My paper is on… COPYRIGHT INFRINGEMENT!
Who didn’t liven up their school papers with images from Google or from books of the school library when they were young? Unaware of any harm, you’d copy and paste pictures of hamsters, football players and cities just to reach that minimum page count of that annoying school paper. A German pupil did exactly that when she had to write a school paper on the Spanish city Cordoba. The proud pupil then uploaded her paper, including a photo of the city, on the school website. This was the start of legal proceedings that eventually even reached the Court of Justice of the EU.
The professional photographer got wind of the use of his photo and considered that it was an infringement of his copyright. The photographer therefore sought the discontinuance of the conduct, together with damages. In order to solve the issue, the Bundesgerichthof of Germany asked the Court of Justice of the EU whether uploading the school paper with the picture would constitute a communication to a “new public”, and whether it would therefore constitute a copyright infringement.

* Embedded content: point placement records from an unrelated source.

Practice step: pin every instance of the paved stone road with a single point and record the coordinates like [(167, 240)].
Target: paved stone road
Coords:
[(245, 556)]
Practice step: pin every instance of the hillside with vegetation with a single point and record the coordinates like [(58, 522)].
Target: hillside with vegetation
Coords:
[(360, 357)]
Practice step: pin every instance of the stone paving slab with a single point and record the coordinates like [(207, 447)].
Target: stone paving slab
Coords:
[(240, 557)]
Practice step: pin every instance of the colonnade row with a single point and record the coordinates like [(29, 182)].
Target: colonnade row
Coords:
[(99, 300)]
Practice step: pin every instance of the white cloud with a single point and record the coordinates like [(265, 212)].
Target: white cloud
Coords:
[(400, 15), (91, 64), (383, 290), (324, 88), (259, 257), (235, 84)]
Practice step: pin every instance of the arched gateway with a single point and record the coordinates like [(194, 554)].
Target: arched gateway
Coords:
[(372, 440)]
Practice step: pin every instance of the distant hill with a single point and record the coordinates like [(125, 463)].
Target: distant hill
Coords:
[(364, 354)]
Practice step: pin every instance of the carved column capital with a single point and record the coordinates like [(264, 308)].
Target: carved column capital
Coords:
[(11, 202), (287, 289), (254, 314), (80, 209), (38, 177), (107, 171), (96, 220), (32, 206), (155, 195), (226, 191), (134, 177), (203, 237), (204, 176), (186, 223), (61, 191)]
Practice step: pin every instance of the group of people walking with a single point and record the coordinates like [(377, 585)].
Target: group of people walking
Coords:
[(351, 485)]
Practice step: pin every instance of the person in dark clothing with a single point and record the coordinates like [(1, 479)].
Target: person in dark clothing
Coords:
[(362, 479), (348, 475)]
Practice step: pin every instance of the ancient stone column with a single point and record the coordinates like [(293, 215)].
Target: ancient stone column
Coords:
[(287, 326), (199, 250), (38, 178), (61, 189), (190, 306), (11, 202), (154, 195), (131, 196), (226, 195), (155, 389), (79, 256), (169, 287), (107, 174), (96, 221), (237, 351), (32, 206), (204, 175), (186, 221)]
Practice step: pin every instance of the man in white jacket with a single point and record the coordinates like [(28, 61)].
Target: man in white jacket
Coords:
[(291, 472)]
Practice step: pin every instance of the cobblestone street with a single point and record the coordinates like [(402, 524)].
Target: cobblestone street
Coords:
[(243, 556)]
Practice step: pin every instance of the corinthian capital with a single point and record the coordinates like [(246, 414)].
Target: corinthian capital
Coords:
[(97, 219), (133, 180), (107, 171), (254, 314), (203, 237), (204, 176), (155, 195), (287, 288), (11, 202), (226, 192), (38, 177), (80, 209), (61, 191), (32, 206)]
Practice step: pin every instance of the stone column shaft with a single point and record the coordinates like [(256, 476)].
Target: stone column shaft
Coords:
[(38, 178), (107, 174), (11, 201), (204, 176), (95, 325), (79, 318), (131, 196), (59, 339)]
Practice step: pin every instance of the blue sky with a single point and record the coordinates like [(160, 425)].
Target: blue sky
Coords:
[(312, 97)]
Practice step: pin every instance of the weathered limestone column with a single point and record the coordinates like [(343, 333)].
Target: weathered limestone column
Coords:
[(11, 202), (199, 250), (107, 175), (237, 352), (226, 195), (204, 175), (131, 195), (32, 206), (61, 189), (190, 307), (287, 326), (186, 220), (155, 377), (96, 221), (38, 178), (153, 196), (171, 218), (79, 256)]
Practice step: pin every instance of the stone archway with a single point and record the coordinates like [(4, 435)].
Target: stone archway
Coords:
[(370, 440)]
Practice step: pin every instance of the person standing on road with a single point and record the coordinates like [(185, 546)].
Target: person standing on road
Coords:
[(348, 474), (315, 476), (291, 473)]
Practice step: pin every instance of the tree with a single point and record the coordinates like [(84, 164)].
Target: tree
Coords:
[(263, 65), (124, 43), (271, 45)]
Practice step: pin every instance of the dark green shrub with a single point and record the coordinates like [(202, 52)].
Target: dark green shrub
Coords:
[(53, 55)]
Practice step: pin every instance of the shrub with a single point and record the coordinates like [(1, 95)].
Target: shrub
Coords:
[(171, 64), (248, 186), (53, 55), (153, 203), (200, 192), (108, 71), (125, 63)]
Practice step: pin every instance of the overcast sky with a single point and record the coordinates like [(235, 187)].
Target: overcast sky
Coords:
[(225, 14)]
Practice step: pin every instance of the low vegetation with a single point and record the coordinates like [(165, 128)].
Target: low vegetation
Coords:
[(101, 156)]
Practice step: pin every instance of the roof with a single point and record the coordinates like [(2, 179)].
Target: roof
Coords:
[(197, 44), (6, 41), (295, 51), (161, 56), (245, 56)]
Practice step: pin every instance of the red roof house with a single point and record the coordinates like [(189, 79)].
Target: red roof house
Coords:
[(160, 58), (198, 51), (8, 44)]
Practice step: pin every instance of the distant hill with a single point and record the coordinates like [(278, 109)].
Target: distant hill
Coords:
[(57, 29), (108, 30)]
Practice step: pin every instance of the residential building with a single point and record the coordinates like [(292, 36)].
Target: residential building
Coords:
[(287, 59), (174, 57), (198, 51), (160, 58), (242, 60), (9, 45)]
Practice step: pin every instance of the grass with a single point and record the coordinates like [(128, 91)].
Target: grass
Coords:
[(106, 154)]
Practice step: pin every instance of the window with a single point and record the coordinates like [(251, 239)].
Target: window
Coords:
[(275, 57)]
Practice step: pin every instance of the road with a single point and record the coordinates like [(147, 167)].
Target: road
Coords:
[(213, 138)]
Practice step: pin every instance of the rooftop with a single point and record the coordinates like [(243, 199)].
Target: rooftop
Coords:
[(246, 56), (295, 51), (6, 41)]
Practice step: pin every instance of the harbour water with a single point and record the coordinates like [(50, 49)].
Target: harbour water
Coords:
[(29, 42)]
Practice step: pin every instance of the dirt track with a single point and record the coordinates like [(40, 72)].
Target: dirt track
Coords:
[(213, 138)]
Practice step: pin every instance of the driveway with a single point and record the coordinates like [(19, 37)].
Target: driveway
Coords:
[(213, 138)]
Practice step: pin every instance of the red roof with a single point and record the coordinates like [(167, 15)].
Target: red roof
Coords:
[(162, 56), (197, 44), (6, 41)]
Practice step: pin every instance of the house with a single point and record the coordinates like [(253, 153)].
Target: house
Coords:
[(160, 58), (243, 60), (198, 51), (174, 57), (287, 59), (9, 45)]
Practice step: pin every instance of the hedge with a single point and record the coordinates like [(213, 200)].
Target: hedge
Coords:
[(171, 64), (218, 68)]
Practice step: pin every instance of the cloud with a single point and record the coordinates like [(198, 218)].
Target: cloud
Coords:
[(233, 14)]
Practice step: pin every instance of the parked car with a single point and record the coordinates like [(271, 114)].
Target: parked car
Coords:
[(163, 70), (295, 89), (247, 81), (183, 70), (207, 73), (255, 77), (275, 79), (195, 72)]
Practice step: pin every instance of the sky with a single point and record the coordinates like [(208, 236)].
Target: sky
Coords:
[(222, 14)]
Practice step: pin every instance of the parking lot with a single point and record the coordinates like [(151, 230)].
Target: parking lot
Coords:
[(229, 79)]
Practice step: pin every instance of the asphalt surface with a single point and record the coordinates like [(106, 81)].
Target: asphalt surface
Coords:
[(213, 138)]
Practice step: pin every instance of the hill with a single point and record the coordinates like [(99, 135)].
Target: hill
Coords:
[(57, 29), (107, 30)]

The Court is of the opinion that this constitutes a communication to a new public, despite the secondary nature of the photograph, as part of a school project, the ease of ‘universal’ access to that image, without any notification of restrictions, and the lack of a profit motive of the pupil and the teaching staff.
For copyright owners, the judgment of the Court is positive because it acknowledges that the internet does not reduce their control over their works. On the other hand, the Court just found a new way to make the school experience of modern pupils even more stressful than it already was.